# Is hypertension a ground for Visa rejection?



## samheadrush (Jul 2, 2008)

Hi All 

I have to apply for an Australia 457 - Temporary Business Visa. 

I have been detected with Hypertension (High Blood Pressure) and have been undertaking medication for the same, I wanted to know if my Visa can be rejected on this ground. Should this information be disclosed at all during the course of medical examination? 

Please advice! 

Thanks and Regards, 
Sam


----------



## Dolly (Feb 17, 2008)

Hi there Sam,

I've had hytertension for 3 years now and it's being kept under control by medication. At my medical, I took a letter from my doctor to say that it's under control.
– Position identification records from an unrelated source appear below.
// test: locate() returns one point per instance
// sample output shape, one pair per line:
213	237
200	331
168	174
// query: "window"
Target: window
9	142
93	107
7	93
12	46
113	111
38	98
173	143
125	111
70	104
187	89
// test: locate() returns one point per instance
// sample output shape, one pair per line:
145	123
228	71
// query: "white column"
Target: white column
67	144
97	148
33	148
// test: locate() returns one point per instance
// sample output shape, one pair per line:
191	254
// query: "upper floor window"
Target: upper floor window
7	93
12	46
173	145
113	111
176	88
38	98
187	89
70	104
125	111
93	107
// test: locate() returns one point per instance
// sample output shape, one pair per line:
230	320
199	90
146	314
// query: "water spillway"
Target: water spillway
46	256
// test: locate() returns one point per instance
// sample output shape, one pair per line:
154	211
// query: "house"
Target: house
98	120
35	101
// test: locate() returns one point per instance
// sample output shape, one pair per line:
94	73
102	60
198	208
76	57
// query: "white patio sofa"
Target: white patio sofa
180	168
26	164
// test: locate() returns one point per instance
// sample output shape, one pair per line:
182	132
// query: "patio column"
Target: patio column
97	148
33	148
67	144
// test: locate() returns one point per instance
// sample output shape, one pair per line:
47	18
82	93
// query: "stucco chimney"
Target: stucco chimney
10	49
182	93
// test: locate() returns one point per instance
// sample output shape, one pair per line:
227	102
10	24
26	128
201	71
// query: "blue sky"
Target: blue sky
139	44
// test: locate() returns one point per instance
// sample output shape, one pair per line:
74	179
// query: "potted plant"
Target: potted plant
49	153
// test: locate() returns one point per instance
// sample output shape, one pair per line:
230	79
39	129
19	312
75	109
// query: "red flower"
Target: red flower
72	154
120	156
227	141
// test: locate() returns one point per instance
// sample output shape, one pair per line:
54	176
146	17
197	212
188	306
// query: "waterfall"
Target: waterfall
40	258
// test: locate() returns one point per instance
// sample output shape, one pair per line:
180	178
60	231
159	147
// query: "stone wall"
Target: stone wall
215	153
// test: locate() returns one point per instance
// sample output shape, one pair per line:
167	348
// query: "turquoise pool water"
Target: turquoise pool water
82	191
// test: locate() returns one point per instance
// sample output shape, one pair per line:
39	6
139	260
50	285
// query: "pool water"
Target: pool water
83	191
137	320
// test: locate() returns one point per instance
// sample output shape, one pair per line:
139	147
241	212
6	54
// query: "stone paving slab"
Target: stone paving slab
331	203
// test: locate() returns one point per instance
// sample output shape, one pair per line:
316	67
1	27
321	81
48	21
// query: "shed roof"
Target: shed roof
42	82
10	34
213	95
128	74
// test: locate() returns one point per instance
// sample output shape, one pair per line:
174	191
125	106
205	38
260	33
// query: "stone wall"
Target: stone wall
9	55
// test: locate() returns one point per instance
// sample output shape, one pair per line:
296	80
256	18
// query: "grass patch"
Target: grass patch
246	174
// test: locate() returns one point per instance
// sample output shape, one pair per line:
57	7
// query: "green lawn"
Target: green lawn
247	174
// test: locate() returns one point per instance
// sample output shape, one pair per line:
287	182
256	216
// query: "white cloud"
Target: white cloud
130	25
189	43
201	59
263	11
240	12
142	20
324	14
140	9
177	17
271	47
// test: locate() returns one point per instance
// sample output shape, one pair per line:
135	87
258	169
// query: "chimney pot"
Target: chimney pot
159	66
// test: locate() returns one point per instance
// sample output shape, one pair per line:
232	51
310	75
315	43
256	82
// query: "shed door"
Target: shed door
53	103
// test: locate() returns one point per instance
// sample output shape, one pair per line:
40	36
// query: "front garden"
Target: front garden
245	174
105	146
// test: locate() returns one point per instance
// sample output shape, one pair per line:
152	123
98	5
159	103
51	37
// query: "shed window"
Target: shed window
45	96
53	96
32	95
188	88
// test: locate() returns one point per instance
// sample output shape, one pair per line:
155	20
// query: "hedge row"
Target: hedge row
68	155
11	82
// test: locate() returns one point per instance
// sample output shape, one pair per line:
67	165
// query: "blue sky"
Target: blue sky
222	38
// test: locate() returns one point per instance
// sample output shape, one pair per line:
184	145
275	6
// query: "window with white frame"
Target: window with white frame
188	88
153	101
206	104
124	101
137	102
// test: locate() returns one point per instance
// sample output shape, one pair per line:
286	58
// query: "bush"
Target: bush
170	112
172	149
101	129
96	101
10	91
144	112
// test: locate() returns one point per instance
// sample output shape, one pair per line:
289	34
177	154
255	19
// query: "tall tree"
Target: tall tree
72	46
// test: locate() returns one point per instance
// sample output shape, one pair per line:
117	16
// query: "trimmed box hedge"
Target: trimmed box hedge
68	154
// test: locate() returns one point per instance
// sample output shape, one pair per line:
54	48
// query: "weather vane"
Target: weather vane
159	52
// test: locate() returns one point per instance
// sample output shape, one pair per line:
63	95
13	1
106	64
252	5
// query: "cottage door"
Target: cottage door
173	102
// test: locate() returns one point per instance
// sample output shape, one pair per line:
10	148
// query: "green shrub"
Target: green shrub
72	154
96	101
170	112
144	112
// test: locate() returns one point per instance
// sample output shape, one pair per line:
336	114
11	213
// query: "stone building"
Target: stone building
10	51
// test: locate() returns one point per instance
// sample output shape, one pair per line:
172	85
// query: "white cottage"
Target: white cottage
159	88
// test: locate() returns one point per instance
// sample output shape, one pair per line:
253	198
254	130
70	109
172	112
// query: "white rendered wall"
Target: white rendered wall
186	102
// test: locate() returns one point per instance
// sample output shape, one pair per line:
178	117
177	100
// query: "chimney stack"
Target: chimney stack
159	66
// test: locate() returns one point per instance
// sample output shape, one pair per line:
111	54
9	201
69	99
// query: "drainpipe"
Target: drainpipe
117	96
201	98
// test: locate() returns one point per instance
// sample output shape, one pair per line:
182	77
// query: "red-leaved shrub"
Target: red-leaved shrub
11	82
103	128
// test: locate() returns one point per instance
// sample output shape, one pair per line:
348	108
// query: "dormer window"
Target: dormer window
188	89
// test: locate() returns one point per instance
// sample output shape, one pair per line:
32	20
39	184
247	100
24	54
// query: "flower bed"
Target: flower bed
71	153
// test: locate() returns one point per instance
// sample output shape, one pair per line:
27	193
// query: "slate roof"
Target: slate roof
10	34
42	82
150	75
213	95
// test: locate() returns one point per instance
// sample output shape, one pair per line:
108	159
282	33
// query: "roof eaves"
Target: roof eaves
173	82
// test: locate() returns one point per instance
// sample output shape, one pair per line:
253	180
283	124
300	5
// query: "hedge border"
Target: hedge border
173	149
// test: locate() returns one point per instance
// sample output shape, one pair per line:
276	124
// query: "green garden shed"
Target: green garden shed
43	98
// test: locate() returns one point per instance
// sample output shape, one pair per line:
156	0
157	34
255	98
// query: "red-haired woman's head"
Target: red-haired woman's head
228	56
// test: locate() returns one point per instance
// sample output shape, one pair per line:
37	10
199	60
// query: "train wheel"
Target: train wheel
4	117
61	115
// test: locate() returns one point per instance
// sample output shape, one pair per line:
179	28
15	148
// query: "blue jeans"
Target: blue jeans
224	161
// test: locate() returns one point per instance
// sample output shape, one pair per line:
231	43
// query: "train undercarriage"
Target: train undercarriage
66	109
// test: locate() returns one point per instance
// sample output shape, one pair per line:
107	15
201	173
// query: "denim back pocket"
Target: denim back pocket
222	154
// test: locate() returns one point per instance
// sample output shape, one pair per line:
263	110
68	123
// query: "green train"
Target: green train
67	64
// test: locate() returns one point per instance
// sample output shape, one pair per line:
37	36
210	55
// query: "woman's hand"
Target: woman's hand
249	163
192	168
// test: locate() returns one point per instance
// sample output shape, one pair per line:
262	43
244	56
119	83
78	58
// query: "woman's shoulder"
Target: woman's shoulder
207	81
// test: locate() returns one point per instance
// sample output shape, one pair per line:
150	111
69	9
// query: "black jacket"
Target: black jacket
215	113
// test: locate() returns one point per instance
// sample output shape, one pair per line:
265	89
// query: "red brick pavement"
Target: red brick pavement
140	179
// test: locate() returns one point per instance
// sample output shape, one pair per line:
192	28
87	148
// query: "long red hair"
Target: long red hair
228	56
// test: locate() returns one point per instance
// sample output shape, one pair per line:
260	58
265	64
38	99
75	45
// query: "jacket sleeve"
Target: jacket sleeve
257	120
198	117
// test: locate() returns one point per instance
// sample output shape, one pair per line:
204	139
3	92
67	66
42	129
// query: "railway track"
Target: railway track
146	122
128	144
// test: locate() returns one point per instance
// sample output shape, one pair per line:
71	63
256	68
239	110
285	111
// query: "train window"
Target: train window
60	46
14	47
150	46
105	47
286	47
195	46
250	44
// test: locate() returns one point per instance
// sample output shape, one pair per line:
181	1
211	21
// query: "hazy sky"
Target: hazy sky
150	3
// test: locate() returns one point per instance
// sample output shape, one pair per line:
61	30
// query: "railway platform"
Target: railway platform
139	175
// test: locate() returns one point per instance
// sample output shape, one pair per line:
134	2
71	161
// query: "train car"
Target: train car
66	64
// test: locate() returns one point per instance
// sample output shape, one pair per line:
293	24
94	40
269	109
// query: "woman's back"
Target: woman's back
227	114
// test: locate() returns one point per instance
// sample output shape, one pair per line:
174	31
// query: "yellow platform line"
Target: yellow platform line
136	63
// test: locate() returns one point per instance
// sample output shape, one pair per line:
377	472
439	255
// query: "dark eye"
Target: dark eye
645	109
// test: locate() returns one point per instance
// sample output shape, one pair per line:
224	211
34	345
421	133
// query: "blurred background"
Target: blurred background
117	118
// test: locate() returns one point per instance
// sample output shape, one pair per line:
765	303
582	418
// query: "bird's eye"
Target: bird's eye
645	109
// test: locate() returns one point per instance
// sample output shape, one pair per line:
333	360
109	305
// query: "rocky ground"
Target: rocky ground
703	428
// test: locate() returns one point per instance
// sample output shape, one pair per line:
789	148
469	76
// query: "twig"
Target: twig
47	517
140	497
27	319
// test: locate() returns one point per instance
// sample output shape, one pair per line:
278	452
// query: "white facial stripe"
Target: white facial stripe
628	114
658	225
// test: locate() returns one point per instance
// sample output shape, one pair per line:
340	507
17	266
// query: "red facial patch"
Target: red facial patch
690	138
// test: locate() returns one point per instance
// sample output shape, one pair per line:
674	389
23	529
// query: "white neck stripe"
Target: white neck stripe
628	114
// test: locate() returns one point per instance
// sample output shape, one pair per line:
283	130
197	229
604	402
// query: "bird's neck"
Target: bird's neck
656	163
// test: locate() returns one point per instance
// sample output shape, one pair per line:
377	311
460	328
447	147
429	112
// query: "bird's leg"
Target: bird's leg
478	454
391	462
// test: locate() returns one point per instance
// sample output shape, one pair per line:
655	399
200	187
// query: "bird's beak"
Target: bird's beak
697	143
The medical doc took blood pressure and was satisfied with the readings.

My husband on the other hand had his blood pressure checked and it was high so he ended up having to do numerous tests via a consultant (over Christmas I might add)..but all came back OK. He was prescribed medication and eventually passed the medical.

As long as the doctor doing your medical can see that it's being managed OK, there shouldn't be a problem.

Dolly

PS I'd been worrying for months and months and months about the medical. I was fine and it was my husband that was a bit of a problem


----------



## samheadrush (Jul 2, 2008)

*Thanks a lot!*

Hi Dolly, 

Thanks a lot for your inputs, will certainly do the same and hopefully it should work out fine. 

Thanks a ton!! 

Regards, 
Sam


----------



## Tiffani (Dec 4, 2007)

I wouldn't expect so, as long as it's manageable as Dolly said. The main concerns they seem to have are TB and HIV. 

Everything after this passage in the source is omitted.